De este autor también guardo imágenes ligadas a la famosa Crónicas marcianas, y aprovecho para contarles de la edición que poseo de su muy aclamada Fahrenheit 451, la historia de Guy Montag, el peculiar bombero cuya responsabilidad, como la de todos los bomberos del tiempo de esta distopia, donde sabuesos mecánicos son programados para fulminar a sus presas, consiste en quemar libros, incendiar estanterías y, de ser necesario, reducir a cenizas a quien sea tan apasionado del conocimiento que prefiere imponerse al momento de su destrucción .

El ejemplar que conservo en mi poder perteneció al escritor cubano Oscar Hurtado. Me cayó en las manos cuando rastraba detalles de la vida de este hombre que también escribió ciencia ficción. Se trata del libro modelo por el cual parece haber trabajado para su edición en Ediciones R, que el mismo año de 1965, desde la Serie del Dragón, había publicado las Crónicas marcianas y que en 1967, aunque ya como Ediciones Granma, incluiría El hombre ilustrado, los relatos de Bradbury de 1951.  

Edición que conservo de Fahrenheit 451, ediciones Minotauro.

La impresión modélica para Hurtado fue aquella publicada por Francisco Porrúa en la Buenos Aires de 1958. El propio editor gallego, asentado desde la infancia en Argentina, bajo el seudónimo de Francisco Abelenda, había realizado la traducción para ponerla su editorial Minotauro, casa que, por cierto, surge por la traducción de una obra de este escritor estadounidense.

El formato de Minotauro, ciertos detalles de estilo registrados por Porrúa, formaron el patrón de Hurtado para esa edición cubana de Bradbury que recorrió la Isla bajo el sello de Serie de Dragón.
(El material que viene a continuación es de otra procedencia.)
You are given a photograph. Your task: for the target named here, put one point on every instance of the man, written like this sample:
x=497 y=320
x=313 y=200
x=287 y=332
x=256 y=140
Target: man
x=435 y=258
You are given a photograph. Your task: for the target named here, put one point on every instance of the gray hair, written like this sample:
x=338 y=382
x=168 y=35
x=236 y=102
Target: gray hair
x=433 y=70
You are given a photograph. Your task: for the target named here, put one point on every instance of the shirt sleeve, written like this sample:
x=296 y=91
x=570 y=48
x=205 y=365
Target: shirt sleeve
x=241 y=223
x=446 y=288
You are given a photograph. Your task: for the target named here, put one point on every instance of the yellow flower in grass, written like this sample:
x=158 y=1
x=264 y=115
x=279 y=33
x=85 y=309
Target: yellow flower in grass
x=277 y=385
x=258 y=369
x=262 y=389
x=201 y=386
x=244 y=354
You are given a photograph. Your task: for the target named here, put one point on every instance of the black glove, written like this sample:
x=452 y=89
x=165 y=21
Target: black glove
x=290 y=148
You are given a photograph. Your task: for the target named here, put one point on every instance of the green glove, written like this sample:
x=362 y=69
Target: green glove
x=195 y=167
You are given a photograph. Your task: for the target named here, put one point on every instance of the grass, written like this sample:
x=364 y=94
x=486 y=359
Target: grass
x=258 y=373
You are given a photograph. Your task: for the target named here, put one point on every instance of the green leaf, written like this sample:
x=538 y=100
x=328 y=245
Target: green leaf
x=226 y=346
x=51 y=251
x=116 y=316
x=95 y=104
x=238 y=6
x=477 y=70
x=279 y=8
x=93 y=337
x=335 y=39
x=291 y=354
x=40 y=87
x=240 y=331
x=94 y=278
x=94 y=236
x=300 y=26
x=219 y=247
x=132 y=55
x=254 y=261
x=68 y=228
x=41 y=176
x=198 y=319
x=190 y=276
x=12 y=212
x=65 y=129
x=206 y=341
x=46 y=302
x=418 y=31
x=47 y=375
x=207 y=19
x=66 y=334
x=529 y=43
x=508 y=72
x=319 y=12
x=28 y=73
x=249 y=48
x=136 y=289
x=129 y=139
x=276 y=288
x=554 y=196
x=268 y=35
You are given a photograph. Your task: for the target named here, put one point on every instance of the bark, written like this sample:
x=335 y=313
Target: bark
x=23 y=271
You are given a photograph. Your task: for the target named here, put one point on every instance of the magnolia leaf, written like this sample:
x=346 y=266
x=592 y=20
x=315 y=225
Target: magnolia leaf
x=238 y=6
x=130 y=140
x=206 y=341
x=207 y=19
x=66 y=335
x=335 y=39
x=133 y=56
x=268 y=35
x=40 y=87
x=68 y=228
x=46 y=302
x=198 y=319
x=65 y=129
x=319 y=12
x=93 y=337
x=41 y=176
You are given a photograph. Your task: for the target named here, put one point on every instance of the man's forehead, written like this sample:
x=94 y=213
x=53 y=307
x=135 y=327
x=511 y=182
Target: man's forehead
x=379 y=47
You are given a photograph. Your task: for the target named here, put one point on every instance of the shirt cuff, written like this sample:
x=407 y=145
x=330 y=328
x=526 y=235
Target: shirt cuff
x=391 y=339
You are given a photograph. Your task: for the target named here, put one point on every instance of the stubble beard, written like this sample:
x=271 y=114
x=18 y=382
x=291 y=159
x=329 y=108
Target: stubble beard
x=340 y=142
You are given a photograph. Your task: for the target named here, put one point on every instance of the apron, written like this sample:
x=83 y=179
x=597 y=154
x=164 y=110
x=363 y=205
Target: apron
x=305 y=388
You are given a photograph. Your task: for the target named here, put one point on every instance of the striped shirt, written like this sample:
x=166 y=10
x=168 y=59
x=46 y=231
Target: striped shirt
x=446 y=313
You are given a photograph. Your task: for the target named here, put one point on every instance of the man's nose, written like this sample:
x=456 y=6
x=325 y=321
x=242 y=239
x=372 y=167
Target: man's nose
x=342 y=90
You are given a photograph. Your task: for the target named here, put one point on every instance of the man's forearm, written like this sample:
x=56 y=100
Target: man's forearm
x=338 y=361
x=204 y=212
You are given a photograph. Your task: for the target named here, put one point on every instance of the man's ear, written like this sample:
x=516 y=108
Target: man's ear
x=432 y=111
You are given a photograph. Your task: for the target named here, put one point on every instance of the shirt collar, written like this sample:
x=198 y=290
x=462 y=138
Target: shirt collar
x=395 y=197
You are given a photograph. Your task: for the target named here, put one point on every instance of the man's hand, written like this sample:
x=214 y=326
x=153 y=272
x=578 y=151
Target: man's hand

Seguramente esta influencia estuvo determinada por Virgilio Piñera, quien además de ser cabeza de Ediciones R, había vivido y convivido con el mundo editorial esplendoroso de la Argentina en los años cincuenta.

Por eso, cuando terminaba un año que no fue cualquiera, sino uno de los más extraños que hayamos vivido, por cuanto conlleva convivir con un enemigo diminuto como lo es un virus, me puse a recordar la obra de este grande escritor llamado Ray Bradbury.

Novelista y cuentista de los mejores, pero, notable entre los detalles de su currículo es este otro detalle para mí: Bradbury es la persona que un día nos mostró cómo sería la vida lejos de la tierra cuando este hecho fuera posible. Al mismo tiempo nos avisó que esa vida, aun por probarse, arrastrará consigo, del mismo modo, nuestra monotonía, felicidad y sufrimientos. El hombre padecerá los mismos problemas y preocupaciones por muy lejos que escape para evitarlos.